Webster became a member of the Maryland State Senate, serving from 1855 until 1859. In 1856, Webster served as president of the senate. In 1856, Webster was a presidential elector. During the American Civil War, Webster was colonel of the 7th Regiment Maryland Volunteer Infantry, serving in 1862 and 1863. He was elected as a candidate of the American Party (Know Nothing) to the Thirty-sixth Congress, as a Unionist to the Thirty-seventh Congress and as an Unconditional Unionist to the Thirty-eighth and Thirty-ninth Congresses.

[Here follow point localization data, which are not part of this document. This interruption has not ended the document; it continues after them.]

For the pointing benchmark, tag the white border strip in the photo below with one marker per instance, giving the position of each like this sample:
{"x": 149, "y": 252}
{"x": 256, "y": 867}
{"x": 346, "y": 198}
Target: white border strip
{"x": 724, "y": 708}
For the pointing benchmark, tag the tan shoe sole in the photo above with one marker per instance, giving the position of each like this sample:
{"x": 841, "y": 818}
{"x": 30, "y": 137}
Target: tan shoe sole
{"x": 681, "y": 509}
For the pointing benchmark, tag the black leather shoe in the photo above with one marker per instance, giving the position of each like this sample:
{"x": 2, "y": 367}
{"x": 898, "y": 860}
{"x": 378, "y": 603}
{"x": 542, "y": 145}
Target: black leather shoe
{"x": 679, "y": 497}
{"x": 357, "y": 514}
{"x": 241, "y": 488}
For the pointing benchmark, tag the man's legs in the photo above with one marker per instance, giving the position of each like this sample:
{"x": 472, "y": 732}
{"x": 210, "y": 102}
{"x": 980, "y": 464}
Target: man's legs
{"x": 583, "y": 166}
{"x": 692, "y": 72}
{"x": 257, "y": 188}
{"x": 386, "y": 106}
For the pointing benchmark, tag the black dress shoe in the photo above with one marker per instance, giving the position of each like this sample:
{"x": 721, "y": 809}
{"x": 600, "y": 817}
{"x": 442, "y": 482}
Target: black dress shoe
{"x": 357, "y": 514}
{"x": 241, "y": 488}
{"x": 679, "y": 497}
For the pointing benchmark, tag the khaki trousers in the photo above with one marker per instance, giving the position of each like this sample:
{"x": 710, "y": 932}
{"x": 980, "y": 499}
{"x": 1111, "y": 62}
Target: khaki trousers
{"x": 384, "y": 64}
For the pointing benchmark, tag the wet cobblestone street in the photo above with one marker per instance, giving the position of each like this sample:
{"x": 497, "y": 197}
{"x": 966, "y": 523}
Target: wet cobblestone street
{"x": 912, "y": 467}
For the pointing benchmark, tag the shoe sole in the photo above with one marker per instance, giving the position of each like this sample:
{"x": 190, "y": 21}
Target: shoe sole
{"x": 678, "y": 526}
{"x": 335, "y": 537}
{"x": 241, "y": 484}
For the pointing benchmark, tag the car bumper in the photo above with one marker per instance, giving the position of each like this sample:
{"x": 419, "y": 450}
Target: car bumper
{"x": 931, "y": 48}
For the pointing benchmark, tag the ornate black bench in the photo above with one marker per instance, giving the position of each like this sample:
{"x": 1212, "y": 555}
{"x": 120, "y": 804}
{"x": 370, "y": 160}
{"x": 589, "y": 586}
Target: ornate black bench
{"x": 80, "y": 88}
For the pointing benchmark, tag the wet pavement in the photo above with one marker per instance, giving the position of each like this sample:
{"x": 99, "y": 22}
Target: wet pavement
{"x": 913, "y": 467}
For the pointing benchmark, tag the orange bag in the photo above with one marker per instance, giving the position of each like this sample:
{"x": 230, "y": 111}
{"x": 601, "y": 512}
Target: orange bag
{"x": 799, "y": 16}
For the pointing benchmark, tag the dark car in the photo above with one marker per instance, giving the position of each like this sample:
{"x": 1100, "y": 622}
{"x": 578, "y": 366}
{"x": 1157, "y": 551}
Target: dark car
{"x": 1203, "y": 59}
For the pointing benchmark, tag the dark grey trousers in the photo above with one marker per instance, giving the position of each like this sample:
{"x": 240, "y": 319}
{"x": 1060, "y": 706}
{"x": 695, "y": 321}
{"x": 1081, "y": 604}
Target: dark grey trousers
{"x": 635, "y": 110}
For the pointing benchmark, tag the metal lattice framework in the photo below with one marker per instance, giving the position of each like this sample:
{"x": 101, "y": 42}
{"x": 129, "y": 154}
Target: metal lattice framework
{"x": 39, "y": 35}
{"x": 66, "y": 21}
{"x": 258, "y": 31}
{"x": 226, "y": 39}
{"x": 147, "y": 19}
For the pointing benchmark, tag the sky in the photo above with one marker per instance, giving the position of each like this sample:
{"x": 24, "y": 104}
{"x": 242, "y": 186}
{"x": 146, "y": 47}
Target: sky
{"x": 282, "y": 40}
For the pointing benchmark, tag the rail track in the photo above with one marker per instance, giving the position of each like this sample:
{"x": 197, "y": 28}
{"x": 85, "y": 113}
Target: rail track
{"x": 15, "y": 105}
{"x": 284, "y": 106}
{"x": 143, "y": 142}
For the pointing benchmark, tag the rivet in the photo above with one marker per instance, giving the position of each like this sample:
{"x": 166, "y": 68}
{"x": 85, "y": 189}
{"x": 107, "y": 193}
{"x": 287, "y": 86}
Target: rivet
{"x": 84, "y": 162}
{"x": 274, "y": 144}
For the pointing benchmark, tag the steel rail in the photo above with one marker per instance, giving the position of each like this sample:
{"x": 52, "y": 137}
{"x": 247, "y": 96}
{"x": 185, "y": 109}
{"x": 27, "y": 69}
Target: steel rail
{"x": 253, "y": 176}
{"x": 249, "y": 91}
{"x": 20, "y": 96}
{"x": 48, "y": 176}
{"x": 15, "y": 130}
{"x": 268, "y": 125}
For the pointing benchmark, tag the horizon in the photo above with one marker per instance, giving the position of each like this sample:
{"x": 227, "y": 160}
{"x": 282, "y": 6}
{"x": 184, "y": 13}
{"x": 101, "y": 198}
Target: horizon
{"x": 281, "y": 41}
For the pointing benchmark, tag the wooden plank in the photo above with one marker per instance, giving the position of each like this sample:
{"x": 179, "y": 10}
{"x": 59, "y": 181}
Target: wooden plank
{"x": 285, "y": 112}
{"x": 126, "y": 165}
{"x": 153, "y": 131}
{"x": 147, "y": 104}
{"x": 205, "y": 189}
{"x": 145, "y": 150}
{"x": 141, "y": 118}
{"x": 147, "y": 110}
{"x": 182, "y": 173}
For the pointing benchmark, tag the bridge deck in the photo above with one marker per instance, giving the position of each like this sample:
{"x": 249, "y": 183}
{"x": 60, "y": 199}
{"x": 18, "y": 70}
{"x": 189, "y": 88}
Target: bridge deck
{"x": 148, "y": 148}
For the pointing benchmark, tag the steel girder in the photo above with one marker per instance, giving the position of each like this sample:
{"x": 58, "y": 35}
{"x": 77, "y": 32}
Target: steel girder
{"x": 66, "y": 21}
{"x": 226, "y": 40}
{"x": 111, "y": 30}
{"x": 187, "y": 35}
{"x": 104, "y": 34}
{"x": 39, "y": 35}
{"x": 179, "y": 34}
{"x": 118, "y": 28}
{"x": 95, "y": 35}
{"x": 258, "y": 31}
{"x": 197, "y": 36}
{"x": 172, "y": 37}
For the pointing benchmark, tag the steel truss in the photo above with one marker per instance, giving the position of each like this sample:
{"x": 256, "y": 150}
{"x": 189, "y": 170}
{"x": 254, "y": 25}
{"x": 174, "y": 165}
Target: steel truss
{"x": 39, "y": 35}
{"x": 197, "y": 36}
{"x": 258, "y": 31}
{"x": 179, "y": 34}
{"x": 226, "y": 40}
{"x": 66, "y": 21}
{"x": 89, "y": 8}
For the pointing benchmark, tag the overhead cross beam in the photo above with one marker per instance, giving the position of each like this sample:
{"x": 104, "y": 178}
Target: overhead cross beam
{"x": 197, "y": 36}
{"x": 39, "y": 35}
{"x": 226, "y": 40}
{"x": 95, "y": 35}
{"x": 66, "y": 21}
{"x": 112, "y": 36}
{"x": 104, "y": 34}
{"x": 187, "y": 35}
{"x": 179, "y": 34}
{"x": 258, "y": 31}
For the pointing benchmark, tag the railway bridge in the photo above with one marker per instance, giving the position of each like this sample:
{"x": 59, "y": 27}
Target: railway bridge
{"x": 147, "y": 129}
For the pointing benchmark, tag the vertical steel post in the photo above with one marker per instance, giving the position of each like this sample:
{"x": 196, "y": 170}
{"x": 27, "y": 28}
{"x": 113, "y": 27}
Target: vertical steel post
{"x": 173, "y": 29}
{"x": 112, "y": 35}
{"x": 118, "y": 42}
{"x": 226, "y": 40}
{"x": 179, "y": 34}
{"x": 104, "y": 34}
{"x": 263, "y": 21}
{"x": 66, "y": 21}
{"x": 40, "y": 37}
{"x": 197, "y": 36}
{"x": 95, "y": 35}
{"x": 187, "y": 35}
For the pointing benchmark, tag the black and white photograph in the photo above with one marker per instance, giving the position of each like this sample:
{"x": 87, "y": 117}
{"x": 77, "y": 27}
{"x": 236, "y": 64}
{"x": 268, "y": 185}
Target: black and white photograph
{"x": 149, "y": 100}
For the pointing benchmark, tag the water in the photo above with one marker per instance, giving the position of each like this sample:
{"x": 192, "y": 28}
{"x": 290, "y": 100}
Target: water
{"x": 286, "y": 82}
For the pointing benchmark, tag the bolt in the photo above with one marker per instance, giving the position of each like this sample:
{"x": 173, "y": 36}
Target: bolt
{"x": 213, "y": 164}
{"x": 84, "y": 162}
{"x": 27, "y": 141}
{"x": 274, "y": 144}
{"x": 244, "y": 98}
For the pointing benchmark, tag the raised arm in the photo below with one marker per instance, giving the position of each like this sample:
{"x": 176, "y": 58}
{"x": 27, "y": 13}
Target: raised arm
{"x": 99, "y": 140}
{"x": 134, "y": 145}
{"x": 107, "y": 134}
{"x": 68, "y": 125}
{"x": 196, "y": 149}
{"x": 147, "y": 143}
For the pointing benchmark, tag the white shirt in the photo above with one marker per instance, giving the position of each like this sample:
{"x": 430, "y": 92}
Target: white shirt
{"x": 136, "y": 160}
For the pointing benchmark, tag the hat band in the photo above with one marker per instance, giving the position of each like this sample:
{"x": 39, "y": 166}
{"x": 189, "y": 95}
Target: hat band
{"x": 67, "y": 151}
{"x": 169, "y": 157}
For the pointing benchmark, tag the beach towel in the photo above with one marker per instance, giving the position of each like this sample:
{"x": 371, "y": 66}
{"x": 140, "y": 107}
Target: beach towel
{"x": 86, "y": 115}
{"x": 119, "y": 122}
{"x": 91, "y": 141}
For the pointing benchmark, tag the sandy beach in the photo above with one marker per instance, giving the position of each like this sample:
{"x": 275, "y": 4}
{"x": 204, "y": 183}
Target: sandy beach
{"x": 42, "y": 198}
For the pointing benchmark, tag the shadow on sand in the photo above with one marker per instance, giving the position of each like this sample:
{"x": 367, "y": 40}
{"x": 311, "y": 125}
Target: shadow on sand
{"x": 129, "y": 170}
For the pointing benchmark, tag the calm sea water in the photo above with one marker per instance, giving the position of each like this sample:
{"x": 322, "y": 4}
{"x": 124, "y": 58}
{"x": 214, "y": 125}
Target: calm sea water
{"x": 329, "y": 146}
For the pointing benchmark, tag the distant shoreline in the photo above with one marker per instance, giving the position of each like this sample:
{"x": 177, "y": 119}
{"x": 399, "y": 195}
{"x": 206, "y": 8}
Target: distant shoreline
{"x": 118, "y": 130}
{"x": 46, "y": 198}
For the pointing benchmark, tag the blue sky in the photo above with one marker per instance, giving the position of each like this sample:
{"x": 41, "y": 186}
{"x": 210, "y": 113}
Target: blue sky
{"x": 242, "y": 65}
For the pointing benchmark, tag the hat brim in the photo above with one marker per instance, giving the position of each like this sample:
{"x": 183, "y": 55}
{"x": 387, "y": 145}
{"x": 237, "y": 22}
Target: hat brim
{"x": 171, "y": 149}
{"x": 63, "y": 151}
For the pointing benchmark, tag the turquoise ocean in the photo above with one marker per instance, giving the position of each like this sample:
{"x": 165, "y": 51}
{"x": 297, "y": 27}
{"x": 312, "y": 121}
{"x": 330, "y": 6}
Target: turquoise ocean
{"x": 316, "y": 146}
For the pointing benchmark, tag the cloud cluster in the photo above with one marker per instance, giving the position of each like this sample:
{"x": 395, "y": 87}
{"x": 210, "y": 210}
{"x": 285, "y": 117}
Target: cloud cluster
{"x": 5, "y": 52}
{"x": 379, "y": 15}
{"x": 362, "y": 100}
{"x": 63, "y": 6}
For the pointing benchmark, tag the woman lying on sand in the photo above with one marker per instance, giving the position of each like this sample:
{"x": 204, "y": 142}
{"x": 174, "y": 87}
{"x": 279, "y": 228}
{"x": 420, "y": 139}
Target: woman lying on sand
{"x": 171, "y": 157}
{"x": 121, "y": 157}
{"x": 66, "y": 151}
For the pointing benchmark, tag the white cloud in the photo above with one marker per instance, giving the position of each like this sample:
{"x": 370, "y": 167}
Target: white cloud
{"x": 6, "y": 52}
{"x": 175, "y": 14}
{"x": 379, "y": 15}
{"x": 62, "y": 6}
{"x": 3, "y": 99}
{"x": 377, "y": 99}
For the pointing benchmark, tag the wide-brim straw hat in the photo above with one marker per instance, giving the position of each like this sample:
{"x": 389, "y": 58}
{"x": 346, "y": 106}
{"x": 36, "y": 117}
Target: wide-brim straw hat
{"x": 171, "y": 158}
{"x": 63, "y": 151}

Webster served in Congress, representing Maryland's 2nd congressional district, from March 4, 1859, until his resignation in July 1865. He voted for abolition of slavery in the United States. In August 1865, he was appointed posthumously by President Abraham Lincoln as collector of customs at the Port of Baltimore, serving in that position from July 27, 1865, to April 15, 1869. Afterwards, he resumed the practice of his profession in Bel Air until he was again appointed collector of customs by President Chester A. Arthur on February 17, 1882. He served as collector until February 23, 1886. In 1882, he engaged in banking, which he followed until his death. After his retirement, Webster served as president of the Harford National Bank until his death.

Personal life
Webster married Caroline H. (née McCormick) Earl in June 1855. They had at least four children, J. Edwin, Ida M., Bessie and Caroline H.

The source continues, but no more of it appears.